Orthotropic rotation-free thin shell elements

TL;DR

This paper introduces an efficient method for simulating orthotropic behavior in thin shell finite elements by transforming shape function derivatives, enabling accurate modeling of orthotropic materials with minimal computational overhead.

Contribution

A novel transformation approach for shape functions in rotation-free thin shell elements that efficiently incorporates orthotropic material behavior within existing finite element frameworks.

Findings

Accurately models wrinkling in orthotropic sheets with coarse meshes

Demonstrates minimal additional computational effort compared to isotropic models

Validates approach using standard shell deformation benchmarks

Abstract

A method to simulate orthotropic behaviour in thin shell finite elements is proposed.
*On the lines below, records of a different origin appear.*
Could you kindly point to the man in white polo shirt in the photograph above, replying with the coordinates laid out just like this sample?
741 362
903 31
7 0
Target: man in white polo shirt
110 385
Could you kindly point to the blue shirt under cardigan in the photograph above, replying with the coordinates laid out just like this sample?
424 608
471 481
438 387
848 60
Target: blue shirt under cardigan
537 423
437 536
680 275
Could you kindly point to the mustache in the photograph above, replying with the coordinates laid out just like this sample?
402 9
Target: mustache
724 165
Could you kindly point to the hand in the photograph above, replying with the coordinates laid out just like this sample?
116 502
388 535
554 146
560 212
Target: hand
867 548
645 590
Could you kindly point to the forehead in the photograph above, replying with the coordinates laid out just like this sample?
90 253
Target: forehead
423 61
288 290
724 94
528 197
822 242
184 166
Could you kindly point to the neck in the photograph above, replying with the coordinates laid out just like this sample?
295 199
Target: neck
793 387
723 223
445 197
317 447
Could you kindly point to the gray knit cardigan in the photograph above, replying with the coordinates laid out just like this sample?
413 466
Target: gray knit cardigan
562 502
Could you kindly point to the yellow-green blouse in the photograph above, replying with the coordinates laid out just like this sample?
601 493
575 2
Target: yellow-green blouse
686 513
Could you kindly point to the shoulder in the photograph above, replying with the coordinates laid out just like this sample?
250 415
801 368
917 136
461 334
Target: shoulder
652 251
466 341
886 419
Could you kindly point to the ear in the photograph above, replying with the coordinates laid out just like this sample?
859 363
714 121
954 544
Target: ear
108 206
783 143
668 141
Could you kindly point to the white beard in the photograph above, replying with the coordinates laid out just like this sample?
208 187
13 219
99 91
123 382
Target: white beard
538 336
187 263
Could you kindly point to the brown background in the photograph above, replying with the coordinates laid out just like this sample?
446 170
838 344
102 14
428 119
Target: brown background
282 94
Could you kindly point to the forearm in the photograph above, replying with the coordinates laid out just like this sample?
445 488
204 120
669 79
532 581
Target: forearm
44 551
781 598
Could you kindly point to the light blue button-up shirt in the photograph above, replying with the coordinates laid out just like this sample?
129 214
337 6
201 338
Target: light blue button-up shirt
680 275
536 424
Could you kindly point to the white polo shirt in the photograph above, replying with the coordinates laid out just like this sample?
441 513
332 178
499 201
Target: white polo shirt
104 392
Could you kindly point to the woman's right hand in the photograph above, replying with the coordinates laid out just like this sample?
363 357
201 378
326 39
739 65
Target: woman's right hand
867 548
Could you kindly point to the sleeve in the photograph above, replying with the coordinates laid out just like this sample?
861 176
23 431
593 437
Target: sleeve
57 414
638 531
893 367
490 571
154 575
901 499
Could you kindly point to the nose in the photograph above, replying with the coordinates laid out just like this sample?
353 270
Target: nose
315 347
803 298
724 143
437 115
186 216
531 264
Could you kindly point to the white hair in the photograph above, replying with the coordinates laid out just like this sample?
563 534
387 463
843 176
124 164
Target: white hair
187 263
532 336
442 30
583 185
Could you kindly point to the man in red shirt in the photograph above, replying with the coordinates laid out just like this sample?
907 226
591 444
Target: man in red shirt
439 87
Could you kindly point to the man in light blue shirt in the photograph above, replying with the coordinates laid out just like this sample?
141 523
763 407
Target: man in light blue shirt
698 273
The approach is based on the transformation of shape function derivatives, resulting in a new orthogonal basis aligned to a specified preferred direction for all elements. This transformation is carried out solely in the undeformed state leaving minimal additional impact on the computational effort expended to simulate orthotropic materials compared to isotropic, resulting in a straightforward and highly efficient implementation. This method is implemented for rotation-free triangular shells using the finite element framework built on the Kirchhoff--Love theory employing subdivision surfaces. The accuracy of this approach is demonstrated using the deformation of a pinched hemispherical shell (with a 18{\deg} hole) standard benchmark. To showcase the efficiency of this implementation, the wrinkling of orthotropic sheets under shear displacement is analyzed. It is found that orthotropic subdivision shells are able to capture the wrinkling behavior of sheets accurately for coarse meshes without the use of an additional wrinkling model.